Im Veranstaltungszelt auf dem Veganen Straßenfest - Foto: © 2014 by Schattenblick

Elisha, Anna, Claudia
Foto: © 2014 by Schattenblick

Schattenblick: Warum übersetzt ihr alle Vorträge auf dem Veganen Straßenfest? Gibt es unter Gehörlosen ein besonderes Interesse an dem Thema?

Elisha: Es gibt viele Gehörlose, die selber vegan sind. Das gilt auch für mich, ich lebe seit März vegan. Mich hat die Massentierhaltung dazu angeregt, nachdem ich gesehen habe, was in den Mast- und Schlachtbetrieben geschieht. Dadurch habe ich auch gemerkt, daß man gesünder lebt, wenn man auf Tierprodukte verzichtet. Zu dem Straßenfest bin ich aus Interesse an der Sache gekommen. Ich hoffe, hier neue Informationen zu bekommen und bei den Vorträgen etwas zu lernen, daher ist es toll, daß auch Dolmetscher dabei sind.

SB: Wie ist es dazu gekommen, daß eine Begleitung mit Gebärdensprachdolmetscherinnen angeboten wird?

Anna: Das geht auf mich zurück. Ich bin Gebärdensprachdolmetscherin und ernähre mich auch vegan. Weil es in Deutschland praktisch keine Barrierefreiheit gibt, war es mir ein Anliegen, daß solche Veranstaltungen geöffnet werden. Weil ich an dem Thema Interesse habe, habe ich die Organisatoren angeschrieben und gefragt, ob sie Lust darauf hätten, die Veranstaltung barrierefrei durchzuführen.

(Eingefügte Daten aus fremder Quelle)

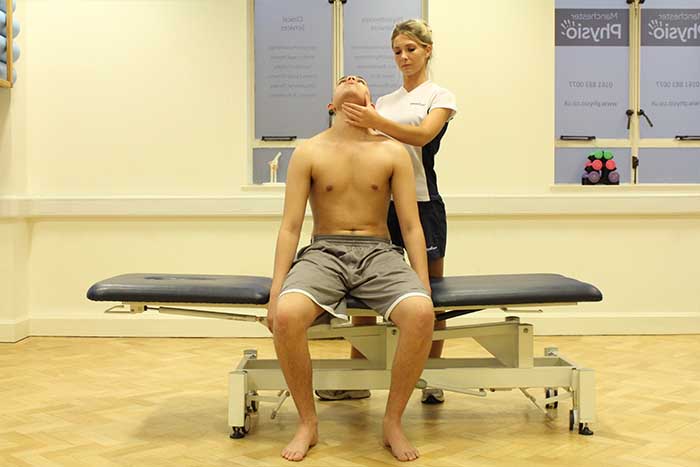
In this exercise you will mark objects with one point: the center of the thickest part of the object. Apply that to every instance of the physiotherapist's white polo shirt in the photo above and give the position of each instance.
(411, 108)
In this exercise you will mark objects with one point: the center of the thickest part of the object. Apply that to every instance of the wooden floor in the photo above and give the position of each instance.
(162, 402)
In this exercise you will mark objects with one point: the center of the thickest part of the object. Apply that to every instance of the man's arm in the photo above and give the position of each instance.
(295, 197)
(403, 188)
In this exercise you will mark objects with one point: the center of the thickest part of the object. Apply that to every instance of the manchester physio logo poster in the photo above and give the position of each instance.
(592, 68)
(670, 68)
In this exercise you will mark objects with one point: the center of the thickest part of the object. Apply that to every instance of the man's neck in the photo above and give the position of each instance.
(342, 129)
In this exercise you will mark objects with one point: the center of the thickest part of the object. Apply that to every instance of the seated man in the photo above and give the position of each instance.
(349, 175)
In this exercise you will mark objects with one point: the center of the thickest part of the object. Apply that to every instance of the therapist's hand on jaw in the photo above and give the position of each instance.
(363, 116)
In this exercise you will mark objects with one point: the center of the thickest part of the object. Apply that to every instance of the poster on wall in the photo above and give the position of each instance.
(293, 70)
(592, 68)
(670, 68)
(367, 28)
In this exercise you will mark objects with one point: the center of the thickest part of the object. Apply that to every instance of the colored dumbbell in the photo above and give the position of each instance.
(594, 177)
(614, 178)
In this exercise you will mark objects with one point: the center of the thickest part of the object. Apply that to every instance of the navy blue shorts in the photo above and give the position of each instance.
(433, 219)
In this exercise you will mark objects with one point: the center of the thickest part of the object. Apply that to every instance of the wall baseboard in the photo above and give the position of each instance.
(14, 331)
(571, 201)
(151, 324)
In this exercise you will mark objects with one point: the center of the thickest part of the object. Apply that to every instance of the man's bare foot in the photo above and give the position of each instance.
(305, 437)
(394, 439)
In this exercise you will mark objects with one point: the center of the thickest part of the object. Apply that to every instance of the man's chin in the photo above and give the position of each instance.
(351, 97)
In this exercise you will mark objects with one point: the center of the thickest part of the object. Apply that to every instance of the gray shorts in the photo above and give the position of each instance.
(368, 268)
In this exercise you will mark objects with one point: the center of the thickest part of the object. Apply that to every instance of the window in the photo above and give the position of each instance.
(628, 82)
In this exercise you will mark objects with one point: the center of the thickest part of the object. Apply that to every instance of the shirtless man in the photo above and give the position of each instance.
(349, 175)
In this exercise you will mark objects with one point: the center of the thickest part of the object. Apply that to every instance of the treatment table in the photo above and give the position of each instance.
(513, 365)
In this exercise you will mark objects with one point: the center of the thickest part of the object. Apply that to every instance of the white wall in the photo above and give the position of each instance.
(123, 149)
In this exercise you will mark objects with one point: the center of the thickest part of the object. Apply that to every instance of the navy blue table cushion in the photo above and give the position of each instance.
(454, 291)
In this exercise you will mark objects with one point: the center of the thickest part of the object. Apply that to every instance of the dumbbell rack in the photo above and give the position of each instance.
(7, 83)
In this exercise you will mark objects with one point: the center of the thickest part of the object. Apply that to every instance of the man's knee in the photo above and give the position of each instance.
(415, 313)
(295, 312)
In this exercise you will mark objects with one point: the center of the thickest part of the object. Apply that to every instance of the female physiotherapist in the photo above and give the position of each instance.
(417, 115)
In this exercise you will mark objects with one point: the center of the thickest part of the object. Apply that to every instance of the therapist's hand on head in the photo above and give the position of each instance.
(363, 116)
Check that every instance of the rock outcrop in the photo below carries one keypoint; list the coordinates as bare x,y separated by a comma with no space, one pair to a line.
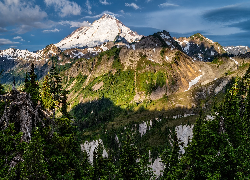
22,112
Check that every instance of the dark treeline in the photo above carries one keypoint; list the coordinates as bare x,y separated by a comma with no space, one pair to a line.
219,148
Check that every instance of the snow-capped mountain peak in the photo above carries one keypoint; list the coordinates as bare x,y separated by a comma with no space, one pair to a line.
102,30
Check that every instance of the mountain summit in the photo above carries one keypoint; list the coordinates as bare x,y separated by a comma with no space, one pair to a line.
103,30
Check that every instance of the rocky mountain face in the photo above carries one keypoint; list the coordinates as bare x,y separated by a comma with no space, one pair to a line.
236,50
200,48
156,55
15,63
103,30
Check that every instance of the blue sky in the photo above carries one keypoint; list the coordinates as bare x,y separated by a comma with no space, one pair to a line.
33,24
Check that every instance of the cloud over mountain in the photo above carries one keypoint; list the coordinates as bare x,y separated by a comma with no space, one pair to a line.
21,14
64,7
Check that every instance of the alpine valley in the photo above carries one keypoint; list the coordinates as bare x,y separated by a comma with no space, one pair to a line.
122,87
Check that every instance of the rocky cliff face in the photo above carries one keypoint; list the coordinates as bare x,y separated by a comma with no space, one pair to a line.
236,50
200,48
22,113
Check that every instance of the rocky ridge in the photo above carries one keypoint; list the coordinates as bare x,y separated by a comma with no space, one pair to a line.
236,50
200,48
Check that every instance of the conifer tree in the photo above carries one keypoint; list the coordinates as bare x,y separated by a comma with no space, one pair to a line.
34,165
129,167
55,84
31,85
46,96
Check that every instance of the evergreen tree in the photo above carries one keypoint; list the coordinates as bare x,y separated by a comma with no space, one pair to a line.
35,165
129,167
46,96
11,149
55,84
31,85
170,156
64,103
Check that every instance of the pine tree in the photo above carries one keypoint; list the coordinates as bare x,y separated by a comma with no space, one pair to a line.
129,168
55,84
34,165
46,96
31,85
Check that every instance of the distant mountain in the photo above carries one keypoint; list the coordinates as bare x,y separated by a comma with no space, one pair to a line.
107,28
200,48
236,50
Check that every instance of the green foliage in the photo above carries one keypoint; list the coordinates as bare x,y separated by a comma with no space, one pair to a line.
197,35
129,168
118,87
34,165
148,81
95,113
162,52
11,146
46,96
80,79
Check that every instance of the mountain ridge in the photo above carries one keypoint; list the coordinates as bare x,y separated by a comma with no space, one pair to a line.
102,30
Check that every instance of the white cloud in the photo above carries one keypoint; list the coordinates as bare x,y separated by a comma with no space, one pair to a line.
17,37
75,24
89,7
132,5
53,30
21,14
104,2
3,29
65,7
167,4
100,15
185,21
7,41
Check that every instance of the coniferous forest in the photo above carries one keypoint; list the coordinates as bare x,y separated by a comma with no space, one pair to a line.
40,139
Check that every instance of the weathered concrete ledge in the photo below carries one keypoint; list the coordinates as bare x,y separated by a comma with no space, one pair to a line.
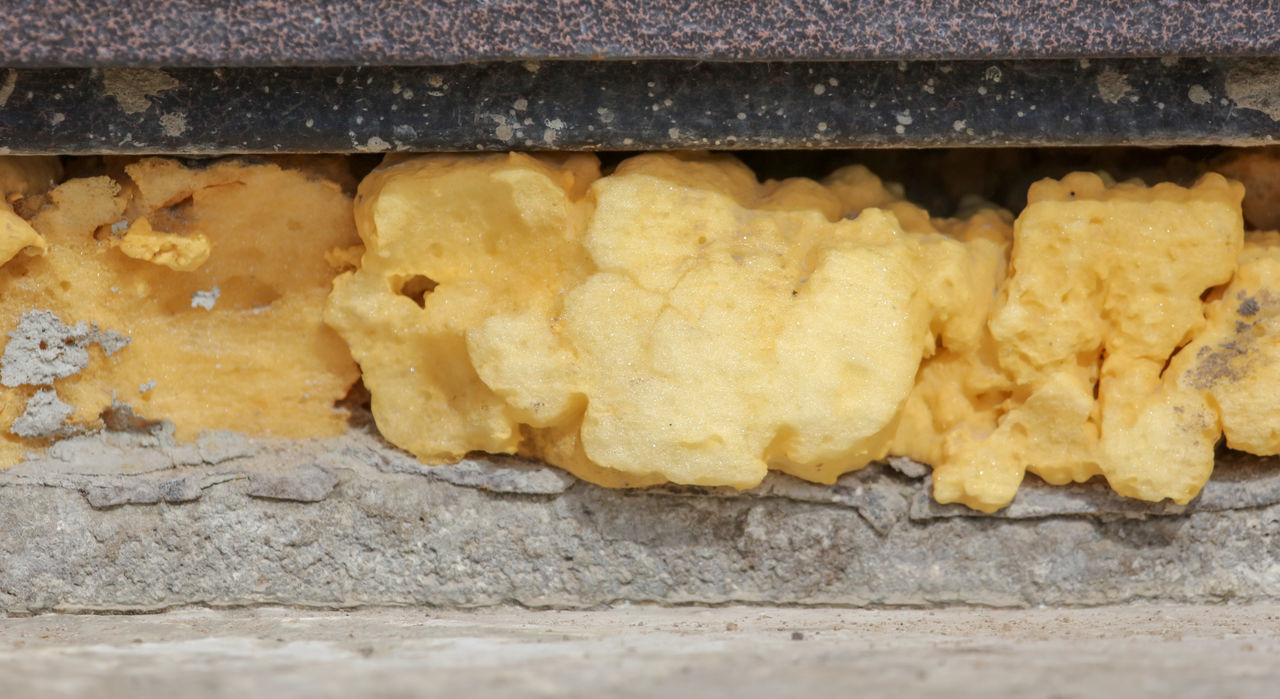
133,521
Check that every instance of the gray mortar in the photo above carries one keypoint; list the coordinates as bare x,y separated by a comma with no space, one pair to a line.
137,521
42,348
44,417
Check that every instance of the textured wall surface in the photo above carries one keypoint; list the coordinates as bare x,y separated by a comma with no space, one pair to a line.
136,522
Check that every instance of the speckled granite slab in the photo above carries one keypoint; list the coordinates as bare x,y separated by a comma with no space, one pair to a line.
333,32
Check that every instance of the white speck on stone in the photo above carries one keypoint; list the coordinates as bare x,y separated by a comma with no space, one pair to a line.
205,298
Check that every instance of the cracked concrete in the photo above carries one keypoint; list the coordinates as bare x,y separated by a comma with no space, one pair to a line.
136,521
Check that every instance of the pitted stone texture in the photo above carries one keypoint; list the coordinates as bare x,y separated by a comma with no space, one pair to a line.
387,534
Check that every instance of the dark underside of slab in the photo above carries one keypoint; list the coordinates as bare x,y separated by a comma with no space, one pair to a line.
640,105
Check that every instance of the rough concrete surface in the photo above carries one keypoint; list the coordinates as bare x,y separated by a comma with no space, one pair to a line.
138,522
640,650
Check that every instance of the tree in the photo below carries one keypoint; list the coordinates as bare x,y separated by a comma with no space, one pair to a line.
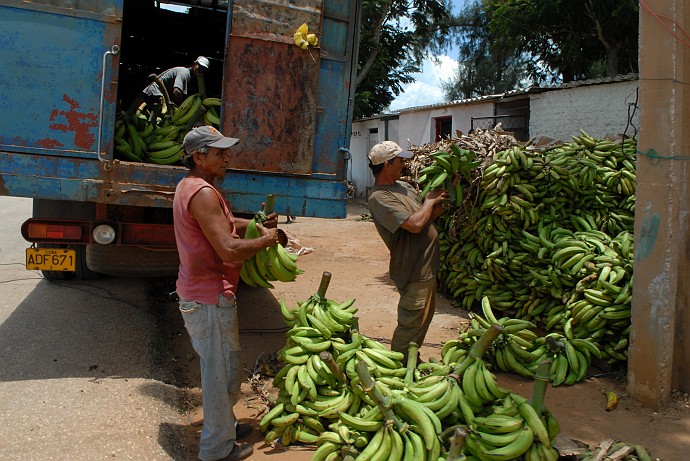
396,35
486,64
577,39
505,42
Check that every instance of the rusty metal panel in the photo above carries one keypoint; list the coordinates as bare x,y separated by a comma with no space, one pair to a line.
273,117
51,75
275,20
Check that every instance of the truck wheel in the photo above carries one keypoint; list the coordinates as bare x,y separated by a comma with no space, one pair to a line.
132,261
54,275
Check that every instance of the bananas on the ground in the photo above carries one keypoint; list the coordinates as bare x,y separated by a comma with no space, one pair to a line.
546,235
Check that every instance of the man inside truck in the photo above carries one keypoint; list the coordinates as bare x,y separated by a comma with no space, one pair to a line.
176,79
176,83
212,250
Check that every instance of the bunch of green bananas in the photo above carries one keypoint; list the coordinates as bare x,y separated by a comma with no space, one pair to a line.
271,264
153,137
622,451
398,413
513,429
442,171
548,237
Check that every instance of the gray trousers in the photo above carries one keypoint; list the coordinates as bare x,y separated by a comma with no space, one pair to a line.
415,310
214,333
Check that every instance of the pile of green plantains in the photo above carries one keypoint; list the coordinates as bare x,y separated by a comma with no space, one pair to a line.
353,399
155,135
546,234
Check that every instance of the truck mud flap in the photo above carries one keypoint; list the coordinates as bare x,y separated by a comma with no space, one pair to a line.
132,261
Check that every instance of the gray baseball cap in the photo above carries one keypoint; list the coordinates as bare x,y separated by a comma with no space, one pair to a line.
206,136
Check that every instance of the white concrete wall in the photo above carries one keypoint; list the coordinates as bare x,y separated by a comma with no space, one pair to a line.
418,127
360,143
597,109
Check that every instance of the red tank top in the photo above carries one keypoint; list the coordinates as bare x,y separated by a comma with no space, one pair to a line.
202,275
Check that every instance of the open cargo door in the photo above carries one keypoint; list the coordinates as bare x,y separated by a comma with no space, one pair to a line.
274,117
45,47
291,107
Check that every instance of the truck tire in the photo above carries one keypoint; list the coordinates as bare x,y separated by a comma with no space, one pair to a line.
132,261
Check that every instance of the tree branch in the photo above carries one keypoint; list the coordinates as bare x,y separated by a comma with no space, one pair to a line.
361,75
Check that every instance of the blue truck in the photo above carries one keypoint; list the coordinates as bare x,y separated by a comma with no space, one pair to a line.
70,67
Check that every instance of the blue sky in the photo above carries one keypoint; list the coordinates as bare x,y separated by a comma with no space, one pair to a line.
427,86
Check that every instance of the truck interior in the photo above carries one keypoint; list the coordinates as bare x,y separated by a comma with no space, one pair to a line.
160,35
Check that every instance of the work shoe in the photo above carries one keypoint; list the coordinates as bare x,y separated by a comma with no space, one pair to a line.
239,451
242,431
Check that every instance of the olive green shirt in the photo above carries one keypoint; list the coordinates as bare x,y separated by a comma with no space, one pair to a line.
414,257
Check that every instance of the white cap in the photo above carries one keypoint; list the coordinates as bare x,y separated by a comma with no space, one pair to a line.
202,61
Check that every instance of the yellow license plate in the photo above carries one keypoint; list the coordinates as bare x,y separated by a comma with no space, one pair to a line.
51,259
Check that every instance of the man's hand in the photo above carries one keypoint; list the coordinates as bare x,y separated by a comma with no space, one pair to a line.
438,198
271,221
271,234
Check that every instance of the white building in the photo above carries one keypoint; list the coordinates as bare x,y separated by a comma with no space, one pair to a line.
599,107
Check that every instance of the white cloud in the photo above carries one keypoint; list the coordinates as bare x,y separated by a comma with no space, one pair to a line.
427,88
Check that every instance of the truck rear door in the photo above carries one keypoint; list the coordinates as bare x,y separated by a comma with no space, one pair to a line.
52,75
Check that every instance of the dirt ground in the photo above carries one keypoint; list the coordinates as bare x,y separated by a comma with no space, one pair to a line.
352,252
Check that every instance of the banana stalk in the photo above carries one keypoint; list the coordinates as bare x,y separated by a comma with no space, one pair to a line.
384,402
541,382
332,365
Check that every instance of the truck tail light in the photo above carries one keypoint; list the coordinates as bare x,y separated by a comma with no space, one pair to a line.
37,231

SB: Gibt es aus der Sicht von Gehörlosen, die in dieser Gesellschaft durchaus Probleme haben, die andere Menschen nicht kennen und wahrnehmen, vielleicht einen besonderen Bezug, sich für Wesen einzusetzen, die keine Stimme haben, schwach sind und ausgebeutet werden?

Elisha: Das hat nichts mit der Gehörlosigkeit zu tun. Klar, Gehörlose stoßen auf viele Barrieren im Alltag, aber das mit Tieren zu verbinden, würde ich jetzt nicht so sagen. Mir haben Leute erzählt, daß man hier Informationen bekommt. Ich wäre zwar vermutlich auch gekommen, wenn es keine Verdolmetschung gegeben hätte, aber dann hätte ich mir die Vorträge nicht anschauen können. Dann wäre ich zu den Ständen gegangen, hätte mir die Flyer angeschaut und geguckt, was ich an Informationen mitnehmen kann. Aber die Vorträge hätte ich verpaßt, das wäre schade gewesen.

SB: Ihr seid in Gebärdensprachdolmetschen ausgebildet. Woher kommt das Interesse und wie sieht eure Ausbildung aus? Wie lange dauert es, diese Art von Sprache zu lernen?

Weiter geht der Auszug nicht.